Being a therapist dealing with trauma all the time, I believe that images can create trauma tracks in our individual and collective minds. The other day, I flicked open My Grandmother's Hands by Resmaa Menakem, who said one of his mentors revealed, "if it is hysterical, then it is historical." We see this with the reaction to the main character in The Little Mermaid being a beautiful young black girl. But, who cares about her beauty, in the collective trauma tracks of these hysterically reacting people, is the Mammy character of Gone With the Wind or Mammy Two Shoes in the Tom and Jerry Cartoons. These are the images that were consumed and continue to be consumed in many different guises. There seems to be a truth in the words of Brian and Gregory when they say, "so often Americans see such characters, so ubiquitous were they that these types of characters and racist baggage that accompanied them became normative for many Americans." And that is why Tayo Bero is so on point when she says, "For some white American parents, having a young Black woman at the helm of a story about identity and self-discovery is simply unacceptable".

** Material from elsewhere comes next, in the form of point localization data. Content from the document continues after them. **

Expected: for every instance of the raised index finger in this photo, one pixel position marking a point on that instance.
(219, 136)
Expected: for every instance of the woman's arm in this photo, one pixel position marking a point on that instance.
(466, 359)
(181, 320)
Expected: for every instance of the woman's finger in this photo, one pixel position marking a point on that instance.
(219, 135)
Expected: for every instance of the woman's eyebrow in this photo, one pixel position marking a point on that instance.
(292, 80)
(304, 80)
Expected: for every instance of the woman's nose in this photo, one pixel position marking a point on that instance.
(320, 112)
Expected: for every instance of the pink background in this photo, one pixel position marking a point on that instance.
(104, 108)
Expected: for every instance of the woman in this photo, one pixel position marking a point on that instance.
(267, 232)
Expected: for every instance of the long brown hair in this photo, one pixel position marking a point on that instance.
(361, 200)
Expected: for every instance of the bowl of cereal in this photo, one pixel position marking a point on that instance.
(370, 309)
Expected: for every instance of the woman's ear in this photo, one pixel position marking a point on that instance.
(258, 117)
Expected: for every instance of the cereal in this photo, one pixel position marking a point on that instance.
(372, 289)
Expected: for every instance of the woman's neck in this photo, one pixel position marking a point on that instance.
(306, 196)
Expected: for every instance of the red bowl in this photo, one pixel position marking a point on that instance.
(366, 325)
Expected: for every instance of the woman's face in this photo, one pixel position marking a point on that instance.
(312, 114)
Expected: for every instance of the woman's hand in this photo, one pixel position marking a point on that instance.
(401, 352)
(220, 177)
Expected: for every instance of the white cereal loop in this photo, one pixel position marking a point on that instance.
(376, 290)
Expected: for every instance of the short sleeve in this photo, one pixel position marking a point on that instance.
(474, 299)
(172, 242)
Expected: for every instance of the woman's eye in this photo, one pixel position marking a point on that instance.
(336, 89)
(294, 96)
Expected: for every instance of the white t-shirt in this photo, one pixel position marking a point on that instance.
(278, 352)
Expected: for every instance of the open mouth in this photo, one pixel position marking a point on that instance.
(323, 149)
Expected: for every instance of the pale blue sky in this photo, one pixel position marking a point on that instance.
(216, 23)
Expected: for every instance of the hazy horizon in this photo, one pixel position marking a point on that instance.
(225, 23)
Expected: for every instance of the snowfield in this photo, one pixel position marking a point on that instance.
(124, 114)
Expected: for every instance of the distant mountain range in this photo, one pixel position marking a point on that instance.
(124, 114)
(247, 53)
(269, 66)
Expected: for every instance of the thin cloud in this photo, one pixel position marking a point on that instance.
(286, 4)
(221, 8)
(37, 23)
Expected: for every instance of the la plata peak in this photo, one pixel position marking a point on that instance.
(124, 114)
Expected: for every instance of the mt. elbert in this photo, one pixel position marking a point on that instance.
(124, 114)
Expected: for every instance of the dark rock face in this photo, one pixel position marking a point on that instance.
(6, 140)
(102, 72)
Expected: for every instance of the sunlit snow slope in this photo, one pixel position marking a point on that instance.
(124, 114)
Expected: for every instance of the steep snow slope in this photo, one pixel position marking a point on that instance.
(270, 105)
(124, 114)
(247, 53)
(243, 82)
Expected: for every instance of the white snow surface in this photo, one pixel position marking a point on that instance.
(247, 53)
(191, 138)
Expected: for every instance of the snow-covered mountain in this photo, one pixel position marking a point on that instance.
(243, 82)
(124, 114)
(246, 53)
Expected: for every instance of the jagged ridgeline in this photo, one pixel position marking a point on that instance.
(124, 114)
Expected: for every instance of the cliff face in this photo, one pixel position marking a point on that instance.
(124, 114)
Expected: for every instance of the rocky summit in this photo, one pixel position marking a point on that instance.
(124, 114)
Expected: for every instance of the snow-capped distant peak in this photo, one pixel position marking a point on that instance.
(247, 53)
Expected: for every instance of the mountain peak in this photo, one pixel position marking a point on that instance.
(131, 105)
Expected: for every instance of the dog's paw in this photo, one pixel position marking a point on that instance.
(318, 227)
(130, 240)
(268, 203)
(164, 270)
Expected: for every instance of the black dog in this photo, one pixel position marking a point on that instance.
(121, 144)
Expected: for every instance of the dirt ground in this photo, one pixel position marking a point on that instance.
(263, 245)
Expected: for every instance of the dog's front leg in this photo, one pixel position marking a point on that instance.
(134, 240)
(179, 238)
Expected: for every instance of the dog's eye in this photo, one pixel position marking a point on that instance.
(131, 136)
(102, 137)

As an Artist in Residence for the Asheville City School system, I have been called upon to teach thousands of kids to paint images like the ones in My Heart Flies Open. My husband, who helps out sometimes with the workshops, pointed out something interesting one day, "have you noticed how most of the white kids paint their character brown and a very dark brown, even when you tell them they can paint their character any color. " After he said that, I began to make a point of taking notice, and he was right. One day I noticed that one a young white female student spent almost 20 minutes of the 60 minutes paint the perfect color brown. And by the way, let me tell you something brown is a very hard color to mix. They were so proud of themselves when they mixed it, held the drawing up for us to see, and said, "look miss Omi, isn't she beautiful". Under her painting was the affirmation, "I Am Enough". It is one of the affirmations in My Heart Flies Open. I remember a beloved creative friend sharing with me "an image seen cannot be unseen, but it can be replaced by another one."
References:
Achikeobi-Lewis. O. 2021. My Heart Flies Open. North Atlantic Books
Behnken. B., Smithers. G. 2015. Racism in American Popular Media. Praeger.
Bero. T. 2023. The global backlash against The Little Mermaid proves why we needed a Black Ariel. The Guardian. Retrieved on May 9th 2023
Menakem. R. 2017. My Grandmother's Hands. Central Recovery Press.